Russia, Iran oil sanctions lead to cheaper fuel sent to Asia
Western sanctions on Russian and Iranian oil have channelled cheap fuel to Asia and in the process eroded a decades-long trend whereby the continent has paid more for energy than Europe, said traders, analysts and Refinitiv Eikon data.
Analysts and government officials from consumer countries use the term Asian premium to refer to the higher prices Asian importers have paid for oil sold by big exporters, such as members of the Organisation of the Petroleum Exporting Countries (Opec).
For Asia, a weakened premium amounts to an economic stimulus, highlighting another unintended consequence of the Western sanctions on oil and gas exporter Moscow, which also led to a surge in the amount Europeans have paid for natural gas.
“It’s safe to say that some major consumers in Asia, most notably India and China, are the major winners of the sanctions,” Ole Hansen, head of commodity strategy at Saxo Bank, said.
Western sanctions have led Russia to sell more than twice as much crude to Asia in the year to January, according to Kpler data.
Iran, under US sanctions, has boosted exports to the highest in three years on some estimates, with China the biggest buyer.
Russia’s flagship export blend Urals, which before the Ukraine invasion was sold in Europe at a few dollars a barrel below the value of benchmark dated Brent, is being sold in Asia at a discount of minus US$24, according to Refinitiv Eikon data.
Industry sources say, the discount is narrower at US$10 to US$15 per barrel.
Even at a discount of around US$15 per barrel, a refinery in India processing 200,000 barrels per day would save US$3 million a day on its crude purchases compared with a European rival.
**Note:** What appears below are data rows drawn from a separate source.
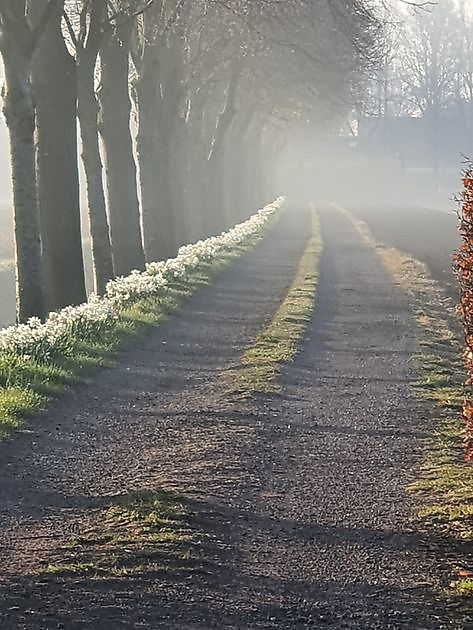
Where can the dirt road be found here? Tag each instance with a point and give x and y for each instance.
(300, 498)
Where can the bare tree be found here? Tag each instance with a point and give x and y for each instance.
(18, 41)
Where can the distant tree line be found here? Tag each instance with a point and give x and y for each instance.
(427, 71)
(182, 108)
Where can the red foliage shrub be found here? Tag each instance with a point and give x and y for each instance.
(464, 268)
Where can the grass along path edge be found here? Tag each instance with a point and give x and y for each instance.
(278, 342)
(38, 366)
(445, 480)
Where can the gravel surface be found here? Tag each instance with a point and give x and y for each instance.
(299, 499)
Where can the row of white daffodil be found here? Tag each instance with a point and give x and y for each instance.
(41, 340)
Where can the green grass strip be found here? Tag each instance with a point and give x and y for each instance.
(27, 384)
(277, 344)
(444, 481)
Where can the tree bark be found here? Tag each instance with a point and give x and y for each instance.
(18, 109)
(122, 189)
(158, 221)
(88, 120)
(54, 85)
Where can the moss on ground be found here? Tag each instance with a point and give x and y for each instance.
(135, 534)
(277, 343)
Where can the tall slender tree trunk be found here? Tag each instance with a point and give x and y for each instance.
(18, 109)
(122, 189)
(215, 162)
(158, 221)
(88, 120)
(54, 85)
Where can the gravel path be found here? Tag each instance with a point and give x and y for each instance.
(300, 498)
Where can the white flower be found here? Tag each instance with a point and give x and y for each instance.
(42, 340)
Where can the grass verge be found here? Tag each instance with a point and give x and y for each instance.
(27, 384)
(277, 343)
(445, 480)
(139, 534)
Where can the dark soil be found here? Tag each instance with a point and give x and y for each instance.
(299, 500)
(431, 236)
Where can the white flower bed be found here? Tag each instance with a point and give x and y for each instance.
(41, 340)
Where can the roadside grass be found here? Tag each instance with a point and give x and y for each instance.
(131, 536)
(278, 342)
(445, 480)
(27, 384)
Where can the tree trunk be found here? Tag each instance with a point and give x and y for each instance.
(122, 190)
(215, 168)
(158, 220)
(88, 120)
(19, 114)
(54, 85)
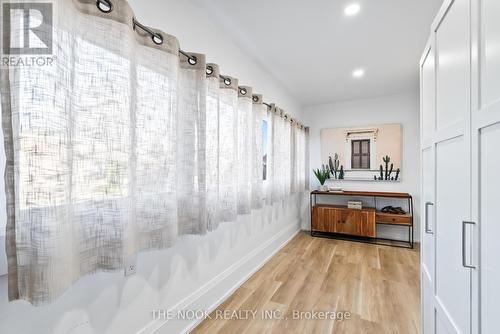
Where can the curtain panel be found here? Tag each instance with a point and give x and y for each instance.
(124, 144)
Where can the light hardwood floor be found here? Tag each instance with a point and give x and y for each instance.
(378, 285)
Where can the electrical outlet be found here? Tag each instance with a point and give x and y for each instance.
(130, 266)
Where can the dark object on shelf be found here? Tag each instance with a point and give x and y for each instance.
(394, 210)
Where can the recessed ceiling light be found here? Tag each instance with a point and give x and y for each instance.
(358, 73)
(352, 9)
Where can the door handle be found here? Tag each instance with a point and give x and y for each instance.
(427, 229)
(464, 260)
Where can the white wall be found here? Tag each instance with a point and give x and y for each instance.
(404, 109)
(197, 271)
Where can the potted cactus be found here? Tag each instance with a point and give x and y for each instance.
(322, 175)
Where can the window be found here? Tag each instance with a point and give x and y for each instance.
(360, 154)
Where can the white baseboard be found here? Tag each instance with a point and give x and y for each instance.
(213, 293)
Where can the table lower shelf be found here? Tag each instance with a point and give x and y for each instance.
(369, 240)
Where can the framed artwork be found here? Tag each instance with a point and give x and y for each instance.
(371, 152)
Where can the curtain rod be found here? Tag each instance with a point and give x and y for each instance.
(158, 39)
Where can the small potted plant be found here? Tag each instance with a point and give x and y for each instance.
(322, 175)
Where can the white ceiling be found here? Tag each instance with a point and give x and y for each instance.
(312, 48)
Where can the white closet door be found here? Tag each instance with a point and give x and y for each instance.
(486, 155)
(428, 111)
(452, 140)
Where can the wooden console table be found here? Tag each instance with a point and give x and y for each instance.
(338, 221)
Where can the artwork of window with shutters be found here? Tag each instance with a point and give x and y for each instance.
(372, 152)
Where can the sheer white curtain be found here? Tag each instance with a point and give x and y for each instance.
(123, 145)
(259, 116)
(244, 164)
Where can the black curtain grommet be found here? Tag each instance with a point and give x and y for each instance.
(104, 6)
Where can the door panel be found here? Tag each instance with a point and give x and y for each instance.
(349, 222)
(453, 65)
(428, 215)
(490, 228)
(323, 219)
(490, 52)
(367, 220)
(452, 202)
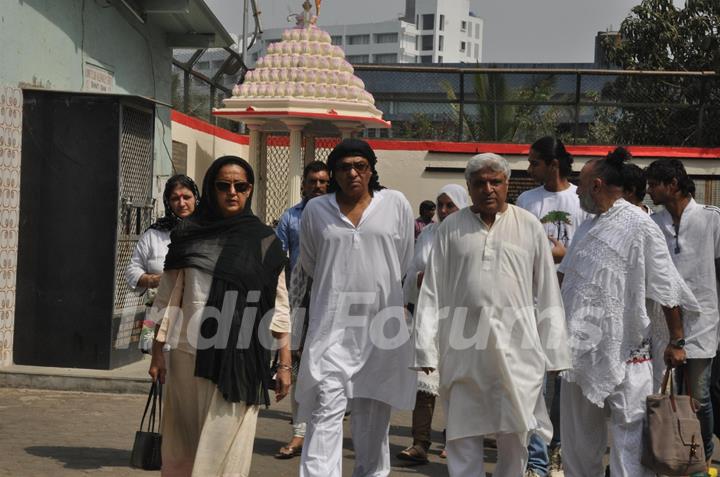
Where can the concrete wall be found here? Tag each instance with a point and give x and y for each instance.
(402, 164)
(404, 170)
(205, 143)
(52, 44)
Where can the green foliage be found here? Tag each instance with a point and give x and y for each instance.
(557, 217)
(531, 118)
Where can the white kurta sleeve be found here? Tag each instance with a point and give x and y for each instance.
(138, 265)
(167, 306)
(427, 313)
(550, 314)
(307, 241)
(407, 235)
(281, 317)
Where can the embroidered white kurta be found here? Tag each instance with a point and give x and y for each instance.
(616, 261)
(476, 323)
(694, 250)
(357, 273)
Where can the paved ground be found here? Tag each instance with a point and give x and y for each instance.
(63, 433)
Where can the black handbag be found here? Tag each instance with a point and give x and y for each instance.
(146, 448)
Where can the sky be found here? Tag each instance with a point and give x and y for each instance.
(516, 31)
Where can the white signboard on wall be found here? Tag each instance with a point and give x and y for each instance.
(98, 79)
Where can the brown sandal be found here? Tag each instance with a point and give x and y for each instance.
(415, 453)
(288, 452)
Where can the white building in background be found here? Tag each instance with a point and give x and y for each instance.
(431, 31)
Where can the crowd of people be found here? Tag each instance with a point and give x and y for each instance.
(551, 318)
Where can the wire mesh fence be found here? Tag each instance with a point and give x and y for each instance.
(520, 105)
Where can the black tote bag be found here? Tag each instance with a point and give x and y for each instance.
(146, 448)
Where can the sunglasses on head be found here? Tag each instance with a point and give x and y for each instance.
(239, 187)
(358, 166)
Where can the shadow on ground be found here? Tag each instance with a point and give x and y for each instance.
(83, 458)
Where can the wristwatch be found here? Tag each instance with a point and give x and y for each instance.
(678, 344)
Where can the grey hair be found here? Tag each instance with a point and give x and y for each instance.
(487, 160)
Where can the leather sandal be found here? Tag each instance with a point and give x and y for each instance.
(288, 452)
(415, 453)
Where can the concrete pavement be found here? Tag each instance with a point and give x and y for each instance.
(67, 433)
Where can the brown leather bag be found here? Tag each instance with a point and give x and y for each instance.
(672, 442)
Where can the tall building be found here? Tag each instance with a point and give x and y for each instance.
(430, 31)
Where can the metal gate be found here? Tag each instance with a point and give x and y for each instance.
(135, 202)
(275, 173)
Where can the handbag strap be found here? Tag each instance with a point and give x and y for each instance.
(153, 395)
(668, 379)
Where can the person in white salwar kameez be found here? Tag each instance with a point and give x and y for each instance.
(692, 234)
(450, 199)
(490, 319)
(356, 243)
(616, 261)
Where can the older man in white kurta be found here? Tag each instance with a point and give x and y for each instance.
(616, 262)
(490, 319)
(358, 349)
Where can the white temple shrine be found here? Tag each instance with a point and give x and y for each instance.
(305, 86)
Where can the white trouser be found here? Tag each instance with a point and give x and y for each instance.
(298, 427)
(369, 423)
(465, 456)
(584, 427)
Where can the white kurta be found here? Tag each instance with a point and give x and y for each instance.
(616, 261)
(357, 273)
(694, 252)
(493, 350)
(148, 257)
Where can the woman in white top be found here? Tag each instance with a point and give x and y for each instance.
(221, 295)
(450, 199)
(143, 273)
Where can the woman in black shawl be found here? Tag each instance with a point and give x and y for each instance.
(223, 283)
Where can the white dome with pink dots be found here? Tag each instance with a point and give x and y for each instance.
(305, 64)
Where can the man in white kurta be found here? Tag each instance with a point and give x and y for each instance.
(616, 261)
(358, 350)
(478, 325)
(692, 234)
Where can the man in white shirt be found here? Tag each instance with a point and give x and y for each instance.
(617, 261)
(356, 242)
(555, 203)
(692, 233)
(489, 270)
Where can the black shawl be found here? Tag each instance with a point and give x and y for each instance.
(231, 250)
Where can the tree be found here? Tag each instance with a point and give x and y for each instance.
(559, 218)
(658, 36)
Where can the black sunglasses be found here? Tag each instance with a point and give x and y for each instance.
(239, 187)
(358, 166)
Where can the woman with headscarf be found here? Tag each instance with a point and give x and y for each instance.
(223, 281)
(450, 199)
(146, 264)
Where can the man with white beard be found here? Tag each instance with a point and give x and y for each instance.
(489, 270)
(616, 261)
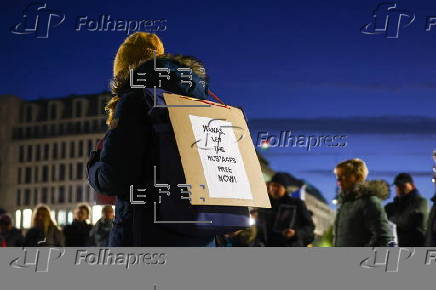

On an annual basis, the savings would exceed US$1 billion.
The Asian premium dates back to when producer countries began issuing marker prices for their crude in the 1980s, and they could be higher for buyers in Asia, who were more dependent on imports, making them price-takers.
Asian buyers have made previous attempts to erode the premium, investing in refining capacity to boost their demand
and improve their negotiating power.
Saudi Arabia and other leading exporters have reflected the current shifts in significantly lower official selling prices expressed as differentials to regional benchmarks.
“Iran and now Russia increasingly compete on price, and other Middle-East producers must adjust their prices accordingly, the result being relatively higher selling prices to Europe,” Saxo Bank’s Hansen said.
Now, with Europe losing Russian crude as a source of supply, the continent needs to draw oil from further afield and “in theory, the Middle East pricing becomes worse for Europeans”.
Neil Atkinson, an independent analyst and former senior International Energy Agency official, said the drop in Russia’s Western shipments and its discounted Indian sales were making the Asian premium redundant.
Not all see Europe paying elevated prices for the longer term as other suppliers, from which Asia is buying less fill the gap, and an end to the Ukraine war could restore the flow of Russian crude.
“Once the war is over, I believe some normality will return and eventually sanctions will be lifted, allowing Russia to compete on equal terms for customers,” Saxo Bank’s Hansen said.